Это было сказано таким тоном, что Баск потупил взгляд. Немного спустя доктор, открыв глаза, увидел, что возле него стоит Раймон. Он притянул его к себе и слабым голосом сказал: «От тебя пахнет мускусом… Мне ничего не нужно, ступай спать». Но около полуночи его вырвали из забытья шаги Раймона, ходившего взад-вперед по комнате. Юноша распахнул окно, высунулся и недовольно сказал: «Какая душная ночь…» Влетели мотыльки. Раймон снял пиджак, жилет и воротничок и уселся в кресло; через несколько минут доктор услышал его ровное дыхание. На рассвете доктор проснулся раньше того, кто взялся его оберегать, и удивленно воззрился на сына — голова Раймона свесилась, он не дышал, словно убитый сном. Рукав его рубашки был разорван, обнажая черную от грязи мускулистую руку, на которой выделялась татуировка — такая, какую делают себе моряки.
XI
Вертящаяся дверь маленького бара ни на минуту не останавливалась; вокруг танцующих пар сужалось кольцо столов, а под их ногами, словно шагреневая кожа, сжимался ковер линолеума: в такой тесноте танцы поневоле принимали вертикальное направление. Женщины, сидевшие на банкетках, смеялись, заметив у себя на руках, плотно прижатых к чужим рукам, пунцовый след нечаянной ласки. Женщина, которую звали Глэдис, и ее спутник закутались в меха.
— Так вы еще не идете?
Ларуссель заверил их, что они уйдут, когда все это начнет становиться слишком забавным. Засунув руки в карманы, поводя плечами и выставив вперед живот, он подошел к стойке, взгромоздился на табурет и рассмешил бармена и сидевших рядом с ним молодых людей, похвалившись, что знает рецепт возбуждающего коктейля. Оставшись одна за столиком, Мария отпила шампанского, поставила бокал. Равнодушная к присутствию Раймона, она улыбалась неопределенной улыбкой, поглощенная какой-то неведомой ему страстью, защищенная и отделенная от него всем тем, что накапливается в жизни человека за семнадцать лет. Раймон, нырнув в пучину этих ушедших лет, всплыл на поверхность слепой и оглохший. Пусть в хаосе прошлого ему неотъемлемо принадлежит всего лишь узкая дорожка, по которой он пробежал в густом мраке; принюхиваясь к земле, он шел своей тропой, невзирая на тех, кто встречался ему на пути.
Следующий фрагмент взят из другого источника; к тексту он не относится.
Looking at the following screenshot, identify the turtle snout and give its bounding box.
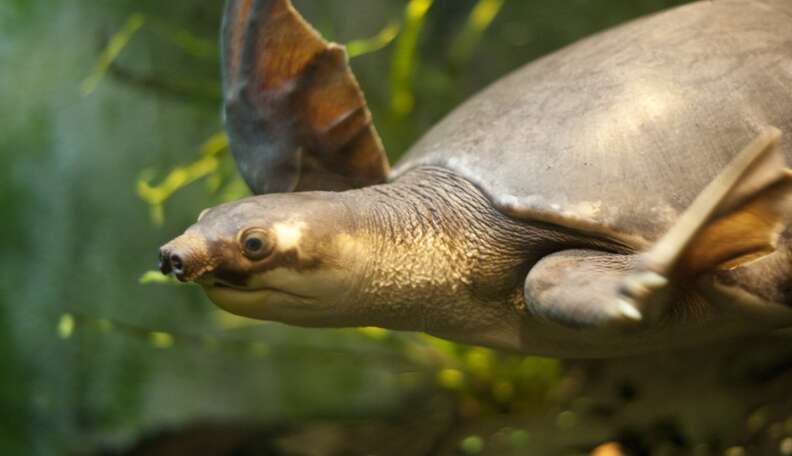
[159,236,208,282]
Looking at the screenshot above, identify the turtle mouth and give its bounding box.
[201,280,312,299]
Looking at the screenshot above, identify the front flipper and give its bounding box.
[525,128,792,327]
[221,0,388,194]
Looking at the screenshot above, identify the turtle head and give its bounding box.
[160,192,365,326]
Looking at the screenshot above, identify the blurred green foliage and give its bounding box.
[0,0,682,454]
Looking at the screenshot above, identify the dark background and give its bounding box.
[15,0,792,455]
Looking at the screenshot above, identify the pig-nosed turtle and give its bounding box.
[160,0,792,357]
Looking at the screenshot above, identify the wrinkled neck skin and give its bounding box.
[340,168,553,349]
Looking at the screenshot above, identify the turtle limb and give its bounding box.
[525,128,792,327]
[525,250,666,328]
[221,0,388,194]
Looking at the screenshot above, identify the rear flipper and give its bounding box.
[525,128,792,327]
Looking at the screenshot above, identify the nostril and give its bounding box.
[159,250,172,275]
[170,253,184,275]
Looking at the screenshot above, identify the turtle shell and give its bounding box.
[392,0,792,248]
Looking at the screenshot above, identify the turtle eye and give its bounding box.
[196,207,209,222]
[240,230,274,260]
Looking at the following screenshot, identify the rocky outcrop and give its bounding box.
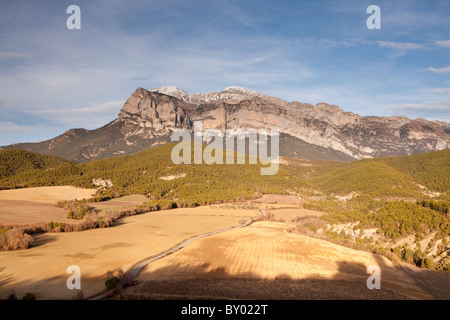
[6,86,450,162]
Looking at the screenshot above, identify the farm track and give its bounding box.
[89,218,255,300]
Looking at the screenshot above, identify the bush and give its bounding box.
[105,277,120,291]
[22,292,36,300]
[6,293,19,300]
[0,229,33,251]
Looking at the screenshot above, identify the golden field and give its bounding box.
[0,207,258,299]
[134,221,450,299]
[0,186,97,204]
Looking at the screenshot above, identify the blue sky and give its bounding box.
[0,0,450,145]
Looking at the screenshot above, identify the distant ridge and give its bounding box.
[3,86,450,162]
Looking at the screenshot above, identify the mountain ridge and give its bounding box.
[4,86,450,162]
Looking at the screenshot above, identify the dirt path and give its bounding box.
[89,218,255,300]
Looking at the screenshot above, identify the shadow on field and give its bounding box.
[122,262,411,300]
[32,232,57,248]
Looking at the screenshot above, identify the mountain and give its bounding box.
[3,86,450,162]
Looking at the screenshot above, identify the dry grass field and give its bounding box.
[134,221,450,299]
[0,186,96,225]
[0,207,258,299]
[269,208,324,221]
[0,186,97,204]
[89,194,148,214]
[0,200,76,225]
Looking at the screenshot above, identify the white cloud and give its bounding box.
[436,40,450,48]
[382,100,450,122]
[377,41,425,50]
[0,52,30,60]
[420,88,450,93]
[25,101,125,129]
[425,66,450,73]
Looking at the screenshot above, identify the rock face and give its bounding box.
[6,86,450,162]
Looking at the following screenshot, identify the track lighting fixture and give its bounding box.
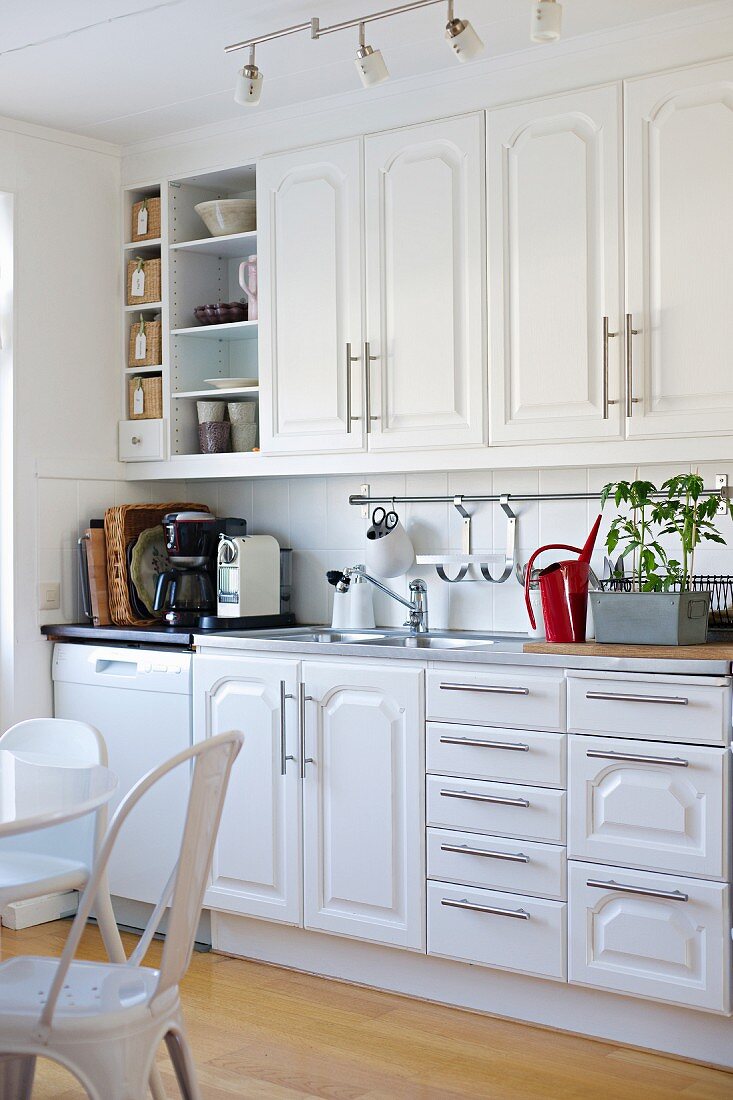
[234,45,263,107]
[446,0,483,62]
[225,0,490,107]
[354,23,390,88]
[529,0,562,42]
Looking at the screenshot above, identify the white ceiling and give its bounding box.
[0,0,717,145]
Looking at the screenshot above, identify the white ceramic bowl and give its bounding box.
[194,199,258,237]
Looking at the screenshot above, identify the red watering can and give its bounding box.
[524,516,601,641]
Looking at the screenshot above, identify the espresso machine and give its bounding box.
[153,512,214,626]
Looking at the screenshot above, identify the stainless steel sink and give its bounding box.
[367,634,494,649]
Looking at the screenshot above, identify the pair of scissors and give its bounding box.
[372,508,400,539]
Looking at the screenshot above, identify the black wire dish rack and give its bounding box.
[601,573,733,634]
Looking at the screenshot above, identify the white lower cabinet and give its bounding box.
[569,861,731,1012]
[427,828,567,901]
[303,662,425,950]
[568,737,731,878]
[428,882,567,979]
[194,653,302,924]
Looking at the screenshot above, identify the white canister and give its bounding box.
[367,520,415,578]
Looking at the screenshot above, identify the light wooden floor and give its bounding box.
[2,921,733,1100]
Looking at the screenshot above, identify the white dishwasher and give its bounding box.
[53,642,193,903]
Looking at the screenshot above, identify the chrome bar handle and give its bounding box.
[440,844,529,864]
[586,879,690,901]
[626,314,641,417]
[280,680,295,776]
[586,691,690,706]
[440,737,529,752]
[298,682,318,779]
[586,749,690,768]
[440,684,529,695]
[364,341,380,436]
[603,317,619,420]
[347,343,361,435]
[440,898,529,921]
[440,791,529,810]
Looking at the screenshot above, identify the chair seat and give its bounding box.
[0,851,89,909]
[0,955,158,1020]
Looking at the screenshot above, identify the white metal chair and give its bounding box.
[0,732,244,1100]
[0,718,124,963]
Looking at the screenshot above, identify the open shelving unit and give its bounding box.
[122,165,260,466]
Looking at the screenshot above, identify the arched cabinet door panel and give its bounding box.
[258,140,363,452]
[624,61,733,437]
[486,85,623,443]
[364,114,485,450]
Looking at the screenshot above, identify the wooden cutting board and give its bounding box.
[524,641,733,661]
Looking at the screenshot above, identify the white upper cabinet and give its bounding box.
[258,139,363,452]
[364,114,485,450]
[303,662,425,949]
[194,653,302,924]
[625,62,733,436]
[486,85,623,443]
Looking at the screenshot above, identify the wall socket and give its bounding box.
[39,581,61,612]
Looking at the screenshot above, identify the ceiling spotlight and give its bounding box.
[354,23,390,88]
[234,46,263,107]
[529,0,562,42]
[446,0,483,62]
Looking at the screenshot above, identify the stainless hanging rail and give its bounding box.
[349,486,733,507]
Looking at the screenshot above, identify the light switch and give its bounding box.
[39,581,61,612]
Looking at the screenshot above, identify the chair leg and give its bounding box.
[95,882,128,963]
[0,1055,35,1100]
[165,1026,203,1100]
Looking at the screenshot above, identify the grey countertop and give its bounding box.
[194,626,731,675]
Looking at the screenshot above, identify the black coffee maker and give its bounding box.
[153,512,219,626]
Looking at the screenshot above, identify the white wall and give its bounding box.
[140,462,733,631]
[0,119,120,725]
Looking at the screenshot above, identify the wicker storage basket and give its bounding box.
[130,196,161,241]
[128,315,163,366]
[128,256,161,306]
[128,374,163,420]
[105,501,209,626]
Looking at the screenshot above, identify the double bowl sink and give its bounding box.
[255,627,495,649]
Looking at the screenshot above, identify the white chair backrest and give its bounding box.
[0,718,107,866]
[39,730,244,1032]
[0,718,107,767]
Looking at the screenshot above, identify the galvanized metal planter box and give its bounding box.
[589,592,710,646]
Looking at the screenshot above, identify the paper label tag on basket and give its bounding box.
[132,378,145,416]
[130,267,145,298]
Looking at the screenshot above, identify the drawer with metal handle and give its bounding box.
[426,667,565,732]
[427,828,567,901]
[568,736,731,879]
[568,861,731,1012]
[427,882,567,979]
[426,776,565,844]
[568,672,731,745]
[427,722,566,788]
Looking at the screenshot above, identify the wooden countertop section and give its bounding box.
[523,641,733,661]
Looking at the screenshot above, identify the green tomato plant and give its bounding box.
[601,473,733,592]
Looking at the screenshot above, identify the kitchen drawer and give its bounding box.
[568,735,731,878]
[426,669,565,730]
[427,828,567,901]
[568,862,731,1012]
[427,722,566,787]
[568,675,731,745]
[427,776,565,844]
[428,882,567,979]
[119,420,165,462]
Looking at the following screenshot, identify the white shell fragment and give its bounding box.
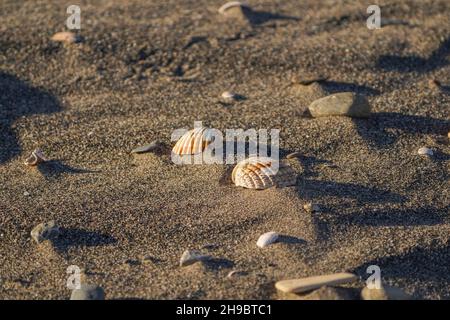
[417,147,434,156]
[25,149,48,166]
[172,127,213,156]
[180,250,209,267]
[256,231,280,248]
[219,1,248,14]
[231,156,297,190]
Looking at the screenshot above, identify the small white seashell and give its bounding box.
[417,147,434,156]
[219,1,248,14]
[180,250,209,267]
[25,149,48,166]
[172,127,213,156]
[256,231,279,248]
[231,156,297,190]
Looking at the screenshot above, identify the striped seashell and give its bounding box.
[172,128,212,156]
[256,231,280,248]
[231,156,297,190]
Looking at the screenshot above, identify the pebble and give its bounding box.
[361,285,411,300]
[308,92,371,118]
[51,32,81,43]
[275,273,358,293]
[131,141,161,153]
[303,202,320,213]
[256,231,280,248]
[31,220,60,243]
[70,284,105,300]
[417,147,434,156]
[180,250,210,267]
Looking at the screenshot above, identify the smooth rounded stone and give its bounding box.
[51,32,81,43]
[70,284,105,300]
[131,141,161,154]
[180,250,210,267]
[303,202,320,213]
[361,285,411,300]
[417,147,434,156]
[31,220,60,243]
[308,92,371,118]
[256,231,280,248]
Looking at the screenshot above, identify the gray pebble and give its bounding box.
[308,92,371,118]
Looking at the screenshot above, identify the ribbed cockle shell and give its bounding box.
[231,156,297,190]
[172,128,212,156]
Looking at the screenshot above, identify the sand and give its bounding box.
[0,0,450,299]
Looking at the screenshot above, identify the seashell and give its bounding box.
[219,1,249,14]
[51,32,81,43]
[180,250,209,267]
[172,127,213,156]
[417,147,434,156]
[231,156,297,190]
[25,149,48,166]
[256,231,279,248]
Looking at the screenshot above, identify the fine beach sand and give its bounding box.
[0,0,450,299]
Но вдруг он очнулся от грез: сквозь толпу и дым Мария Кросс метнула на него быстрый взгляд и сразу отвернулась. Почему она даже не улыбнется ему? Раймон растерялся: под взглядом этой женщины, после стольких лет, в нем снова ожил подросток, каким он когда-то был, — робкий и неуклюжий от затаенного желания. Сердцеед Курреж, прославленный своей дерзостью, в этот вечер трепетал: с минуты на минуту Мария Кросс могла подняться, исчезнуть — неужели он так и не попытается ничего предпринять? Над ним тяготело роковое предопределение, по которому мы раз и навсегда становимся в глазах женщины лишь соединением произвольно выбранных элементов, и других она знать не желает. Против законов этой химии человек бессилен: когда бы мы с этой женщиной ни столкнулись, она видит в нас именно эти элементы, всегда одни и те же, от которых нам чаще всего хочется отделаться. Это наша беда — наблюдать, как любимое существо у нас на глазах составляет себе наш образ, пренебрегая нашими лучшими добродетелями, но извлекая на свет такую-то слабость, такой-то порок, такой-то смешной недостаток… И до тех, пор, пока
Опять став под взглядом Марии Кросс стыдливым подростком, Курреж перестал помышлять о мести; теперь у него было скромное желание, чтобы этой женщине стали известны его любовные успехи и все его победы с того дня, когда, изгнанный из Таланса, он буквально сразу же был похищен и взят на содержание одной американкой, которая полгода продержала его в «Рице» (семья полагала, что он в Париже готовится к экзаменам в Центральное училище искусств и ремесел). Но ему кажется, что именно это и невозможно, невозможно явиться перед Марией Кросс иным, чем он явился в душной плюшевой гостиной, среди «роскоши и нищеты», в тот день, когда она твердила ему, отвернувшись: «Мне надо побыть одной, Раймон, поймите, я должна остаться одна».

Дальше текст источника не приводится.